由這三個例子來看,成功的國是會議都是因為國家領袖先有了有宏大的變革方向和企圖心,社會輿論也支持,但是受到體制的限制,還碰上執政黨內部本身因為價值觀的制約反而成為阻礙變革的關鍵力量的僵局,於是國家領袖借助於擴大參與的方式引進體制外的社會、政治力量營造共識,以實踐改革。

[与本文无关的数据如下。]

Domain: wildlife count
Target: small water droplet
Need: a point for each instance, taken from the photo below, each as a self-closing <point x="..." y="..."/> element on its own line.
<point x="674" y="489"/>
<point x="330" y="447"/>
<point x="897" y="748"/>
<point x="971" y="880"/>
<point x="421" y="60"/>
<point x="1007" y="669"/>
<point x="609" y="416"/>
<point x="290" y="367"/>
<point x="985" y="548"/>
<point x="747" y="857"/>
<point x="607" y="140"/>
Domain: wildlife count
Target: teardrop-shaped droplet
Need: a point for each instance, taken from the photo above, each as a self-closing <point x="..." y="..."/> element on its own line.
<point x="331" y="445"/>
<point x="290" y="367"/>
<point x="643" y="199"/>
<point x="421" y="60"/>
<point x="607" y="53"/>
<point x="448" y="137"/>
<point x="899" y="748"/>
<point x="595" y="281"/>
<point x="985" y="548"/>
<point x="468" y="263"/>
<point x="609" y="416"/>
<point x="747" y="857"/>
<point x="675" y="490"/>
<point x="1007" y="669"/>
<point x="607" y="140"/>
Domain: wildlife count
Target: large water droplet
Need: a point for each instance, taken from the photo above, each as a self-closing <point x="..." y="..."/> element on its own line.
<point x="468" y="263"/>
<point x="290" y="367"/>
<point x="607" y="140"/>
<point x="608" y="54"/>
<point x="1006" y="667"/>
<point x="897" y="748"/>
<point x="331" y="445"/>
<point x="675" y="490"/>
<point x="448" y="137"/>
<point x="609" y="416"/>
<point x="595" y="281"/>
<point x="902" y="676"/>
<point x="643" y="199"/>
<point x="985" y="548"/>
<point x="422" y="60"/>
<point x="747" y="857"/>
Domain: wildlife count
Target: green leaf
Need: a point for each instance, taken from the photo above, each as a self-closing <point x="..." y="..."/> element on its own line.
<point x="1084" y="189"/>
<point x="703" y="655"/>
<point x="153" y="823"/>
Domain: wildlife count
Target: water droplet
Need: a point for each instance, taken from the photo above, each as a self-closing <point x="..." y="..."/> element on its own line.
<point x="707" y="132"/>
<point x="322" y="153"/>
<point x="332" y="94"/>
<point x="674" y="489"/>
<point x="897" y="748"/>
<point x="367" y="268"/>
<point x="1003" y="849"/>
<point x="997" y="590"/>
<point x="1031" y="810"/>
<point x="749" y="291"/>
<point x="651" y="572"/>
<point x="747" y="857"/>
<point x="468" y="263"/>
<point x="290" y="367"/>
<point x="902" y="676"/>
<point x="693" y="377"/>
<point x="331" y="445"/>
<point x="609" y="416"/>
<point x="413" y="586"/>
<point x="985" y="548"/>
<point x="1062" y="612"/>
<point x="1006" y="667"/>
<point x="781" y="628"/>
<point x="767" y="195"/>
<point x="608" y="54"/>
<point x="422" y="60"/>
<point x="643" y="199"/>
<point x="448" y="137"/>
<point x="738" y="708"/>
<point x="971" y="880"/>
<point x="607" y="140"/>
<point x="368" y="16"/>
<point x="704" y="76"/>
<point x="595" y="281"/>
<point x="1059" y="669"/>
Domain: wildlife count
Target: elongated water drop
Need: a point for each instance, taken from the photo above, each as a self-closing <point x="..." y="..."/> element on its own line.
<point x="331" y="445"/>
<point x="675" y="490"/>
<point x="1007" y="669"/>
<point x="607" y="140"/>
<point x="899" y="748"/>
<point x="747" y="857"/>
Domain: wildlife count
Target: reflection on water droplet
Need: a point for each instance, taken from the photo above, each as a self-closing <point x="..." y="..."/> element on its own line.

有趣的是,如今立法院修法規定軍事審判權改隷,其實就等於「1985公民」已經成功地舉辦了一場促成軍人人權改革的國是會議,只不過這一個國是會議既不是由總統或朝野政黨領袖發動,也不是在圓山飯店召開,而是由對朝野政界人士都刻意保持距離的年輕鄉民發動,並在凱道上舉辦的而已。

由於看到「1985公民」不可思議的巨大能量,又看到當前核四等等眾多難題一時併發,政府完全失去妥當解決的能力,國事亂成一圑,於是在野黨人士建議應該召開國是會議借助體制外像「1985公民」等運動驚人的「公民力量」,共同面對亂局對所謂國防改革、核四、兩岸談判的監督機制、服貿及後續協議年金制度改革、修改公投法、台灣的經濟發展模式及國家財政危機、十二年國教等七大議題的解決給他來個「畢其功於一役」。

然而,當前馬政府面對七大議題和當年李面對國會全面改選、凍省,扁面對扭轉戒急用忍的難題時畢竟有根本上的不同。李、扁面對當時議題時,自己都有明確的改革方向,只是李遇到了修憲的超高門檻,扁遇到了朝小野大而且要推動的政策和自己所屬政黨相衝突的難題。由於兩人遇到的都是「體制僵局」問題,所以非得透過體制外的手段不可,同時兩人政策一旦獲得朝野共識的支持,便透過總統的意志的貫徹,執行不成問題。然而現在馬政府的處境是「全面執政」,有的是「體制優勢」,而不是「體制僵局」;出問題的是決策能力和執行能力而不是總統已經有了方案和解決的決心。

從過去三次成功的國是會議來看,顯然,決策能力和執行能力並不是過去國是會議要解決的;以現在的情境來看,決策能力和執行能力不足的問題,也不是國是會議可以解決的。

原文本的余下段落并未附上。